Now, Scream has returned, for the first time since 2011’s Scream 4, and it’s about what you think it is: References upon references upon references, to the previous movies, as well as to the franchise-within-the-franchise Stab, as well as the horror genre in general. Once again, there’s a copycat Ghostface Killer on the loose, and once again, both the killer and hunted teenagers seem to know everything about what to do and what not to do in a horror movie scenario.
The main characters are a pair of estranged sisters named Sam and Tara (Melissa Barrera and Jenna Ortega.) The killer tries to come after one, and the other, eventually pulling in a group of Tara’s friends. Everyone’s a suspect at one point or another, and we know that because they keep mentioning it and accusing one another.
There are some attempts to incorporate modern technology, including cell phones and home alert systems, yet for some reason, the Scream universe doesn’t have the real world’s ever-present Ring and security cameras. And a serial killer going wild in a small town and killing mostly pretty white people doesn’t lead to nearly the media and law enforcement frenzy than it would in real life.
Eventually, familiar faces return, including Neve Campbell’s Sidney and David Arquette and Courtney Cox’s Dewey and Gale, a real-life ex-couple playing a fictional one.
The best decision in the movie is the casting of the main roles.
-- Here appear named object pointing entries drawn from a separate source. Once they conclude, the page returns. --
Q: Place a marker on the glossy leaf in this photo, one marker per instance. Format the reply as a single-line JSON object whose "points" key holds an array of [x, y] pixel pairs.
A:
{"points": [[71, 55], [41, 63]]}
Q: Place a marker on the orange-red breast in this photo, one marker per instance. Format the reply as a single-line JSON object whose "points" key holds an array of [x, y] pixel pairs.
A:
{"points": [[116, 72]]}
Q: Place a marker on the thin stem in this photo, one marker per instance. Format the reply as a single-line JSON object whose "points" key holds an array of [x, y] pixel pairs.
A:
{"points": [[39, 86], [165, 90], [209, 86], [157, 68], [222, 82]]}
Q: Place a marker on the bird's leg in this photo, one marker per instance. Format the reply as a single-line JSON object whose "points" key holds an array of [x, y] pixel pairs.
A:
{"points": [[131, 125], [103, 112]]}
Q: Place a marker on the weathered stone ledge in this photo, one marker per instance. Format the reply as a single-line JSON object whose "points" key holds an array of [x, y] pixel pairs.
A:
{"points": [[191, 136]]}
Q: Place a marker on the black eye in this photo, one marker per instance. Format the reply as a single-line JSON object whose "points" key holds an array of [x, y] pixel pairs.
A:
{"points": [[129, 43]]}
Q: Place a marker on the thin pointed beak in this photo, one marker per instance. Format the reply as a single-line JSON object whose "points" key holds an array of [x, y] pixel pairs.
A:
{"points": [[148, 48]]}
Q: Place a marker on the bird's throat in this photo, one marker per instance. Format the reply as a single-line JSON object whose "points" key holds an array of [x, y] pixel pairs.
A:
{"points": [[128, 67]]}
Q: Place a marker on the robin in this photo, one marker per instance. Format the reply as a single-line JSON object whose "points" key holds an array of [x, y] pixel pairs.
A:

Melissa Barrera co-starred in In the Heights this summer and she commands the camera like few young stars to arrive in recent years. Jack Quaid, the son of Dennis Quaid and Meg Ryan, was in an outstanding romcom a few years ago called Plus One but has mostly been absent since; he gets another chance here and more than makes the most of it.
Then there’s Mikey Madison, who has starred for the last few years as Pamela Adlon’s oldest daughter on the outstanding FX series Better Things, and also played one of the Manson murderers in Once Upon a Time in Hollywood. As a best friend character, she has an anarchic presence that I expect to see in lots of horror movies in the future.
Most of the teen cast is filled out by actors from current or recent teen shows- Dylan Minnette from 13 Reasons Why, Jasmin Savoy Brown from The Leftovers, and a few others.
Wes Craven, who directed all four of the previous films, died in 2015; the film is dedicated to him, while one of the characters is named “Wes.” Williamson did not return to write, although he does have an executive producer credit, and in one scene a character watches an episode of Dawson’s Creek, which he created.
The directors are Matt Bettinelli-Olpin and Tyler Gillett, who previously made 2019’s first-rate horror-comedy Ready or Not, while Guy Busick and R. Christopher Murphy. The film isn’t nearly as witty as Ready or Not, very often slipping into the obvious, but the explanation for the killer’s motive is actually quite hilarious.
The other big change is that the new Scream is coming from Paramount, and is, for the first time in Scream history, not a Miramax/Dimension/Weinstein Company project. Perhaps understandably, that’s one Hollywood horror story the movie has no interest in referencing.